Look forward to seeing this project progress!


Thanks for the advice, @Aaron_Silidker!

I’ll be ordering a simple chamber like this one: to do my first tests. You gave me this idea as with your ‘concrete work’ as I can put this on top of my ultra sonic cleaner to ‘shake’ out the bubbles. Afterwards I’ll connect a pump (which I have lying around apparantly) to suck out all the air.

There are many ways to cast the cylinder, and casting it in aluminium with a hard plate alu bore was an option (as well as a nicasil plating), however, this creates the problem of manufacturing custom piston rings as well. If we choose a cast-iron bore (or nicasil bore) we can use pre-made piston rings with original (slightly modified) pistons. This would save a lot of money, not only for the build process, but also if others would like to purchase the cylinder (knowing that Puch parts in general are quite cheap).

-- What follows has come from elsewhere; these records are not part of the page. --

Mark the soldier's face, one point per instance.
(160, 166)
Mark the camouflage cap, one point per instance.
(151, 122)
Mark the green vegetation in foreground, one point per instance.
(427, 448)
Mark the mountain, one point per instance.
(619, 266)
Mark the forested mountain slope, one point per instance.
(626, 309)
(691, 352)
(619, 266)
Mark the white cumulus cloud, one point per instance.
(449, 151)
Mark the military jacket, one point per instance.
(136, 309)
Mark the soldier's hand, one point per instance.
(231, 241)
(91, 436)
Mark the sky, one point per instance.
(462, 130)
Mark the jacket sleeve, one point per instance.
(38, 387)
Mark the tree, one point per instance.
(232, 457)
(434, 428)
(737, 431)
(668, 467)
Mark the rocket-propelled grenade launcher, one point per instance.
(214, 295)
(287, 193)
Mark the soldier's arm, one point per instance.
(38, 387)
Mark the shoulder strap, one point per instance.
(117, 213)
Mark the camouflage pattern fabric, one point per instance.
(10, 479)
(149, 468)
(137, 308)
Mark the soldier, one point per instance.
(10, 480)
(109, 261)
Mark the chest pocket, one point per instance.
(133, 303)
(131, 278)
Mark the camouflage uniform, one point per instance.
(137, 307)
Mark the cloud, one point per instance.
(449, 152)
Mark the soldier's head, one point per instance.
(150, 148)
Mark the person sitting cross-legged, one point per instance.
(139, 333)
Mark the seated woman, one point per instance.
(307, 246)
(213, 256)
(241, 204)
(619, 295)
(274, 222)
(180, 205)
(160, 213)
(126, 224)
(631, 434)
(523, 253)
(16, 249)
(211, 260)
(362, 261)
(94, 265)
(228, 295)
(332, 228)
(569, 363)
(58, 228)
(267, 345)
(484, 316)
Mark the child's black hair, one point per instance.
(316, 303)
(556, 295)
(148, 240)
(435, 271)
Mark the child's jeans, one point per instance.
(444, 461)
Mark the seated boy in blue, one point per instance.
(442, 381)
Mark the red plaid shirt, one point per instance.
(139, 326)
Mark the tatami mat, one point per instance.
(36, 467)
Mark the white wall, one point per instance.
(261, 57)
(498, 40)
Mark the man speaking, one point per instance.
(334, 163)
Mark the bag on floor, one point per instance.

If my ‘ultrasonic chamber’ idea doesn’t work, i’ll have a look at your vacuum chambers on Amazon.

Thanks for the advice, and i’ll update my posts once I have some news.

Ofcourse, input from other members is appreciated too!

And no, I don’t own an NSR unfortunately :wink:

I had a lot of fun on a Honda 185 (4-stroke) when I was a kid. And recently I have started melting aluminum cans to convert my 3D prints into aluminum. I tried twice and succeeded twice. The second casting was a lost-PLA casting from plaster and silica sand. I have a HVAC vacuum pump, and I degassed it by putting my casting container in this container my wife had. After, I baked it in the oven at time intervals that “felt right” haha. The final burn-out was with the oven on self-clean for 4.5 hours. She said you could see my efforts on our electricity bill :slight_smile: haha. Anyway it worked out well. I can tell you that when I de-gassed the soup, many bubbles came out. So I don’t think that is a step you want to skip. I don’t think either that the ultrasonic cleaner has the shaking power for something with so much mass. Anyway, keep us updated, and let me know if you have a question on what worked for me.

Thanks for the tip @JoshK! Great to hear your efforts delivered goog results! So to be clear; you de-gassed the container by heating it to ensure all gasses would rise up out of the mixture? Because the containers you are showing don’t have an option to place a vacuum pump.
And you might be right; the ultrasonic shaking power will most probably not be enough to force out the bubbles. So that’ll be a no-go.
I’ll have a browse on the internet to see if I can find the right tools to get it done. I’ll keep you updated.

Yea I know, I went a little red-neck on this one :slight_smile: Here’s a picture of the vacuum setup.


Hi I’ve been casting for almost 40 years, and while today I have all kinds of equipment I didn’t when I first started out. My early castings were done using soup cans for the casting flasks with no vacuum equipment at all. The vacuum is to draw the air bubbles out of the investment so that there are no bubbles sticking to the surface of your model, which when cast would show up as bubble shaped bumps on the surface of the casting. To cast without vacuum equipment, you need to find another way to remove or prevent the bubbles from being in contact with the surface of the model. One way to do this is you would first coat your model with debubblizer (you can make your own by using one part dawn dishwashing liquid and two parts rubbing alcohol. Let it dry and set up on your flask base. Next mix a small batch of investment a little runnier than normal, about like paint and paint a thin coat onto the model making sure to pop any bubbles that may form and let dry about 15 minutes. Recoat several times for larger castings (like yours) to build up about a 1/8" layer. this should be plenty thick enough to prevent any metal from getting into any bubbles that form when you pour your bulk mix. Now put the flask onto the flask base and fill with a normal batch of investment. While it is still liquid tap the flask to get large bubbles to rise to the top. Let set for at least 2 hours without moving it at all. This allows it to achieve maximum strength and toughness. Cast normally. If you have any questions just ask. ill be happy to help.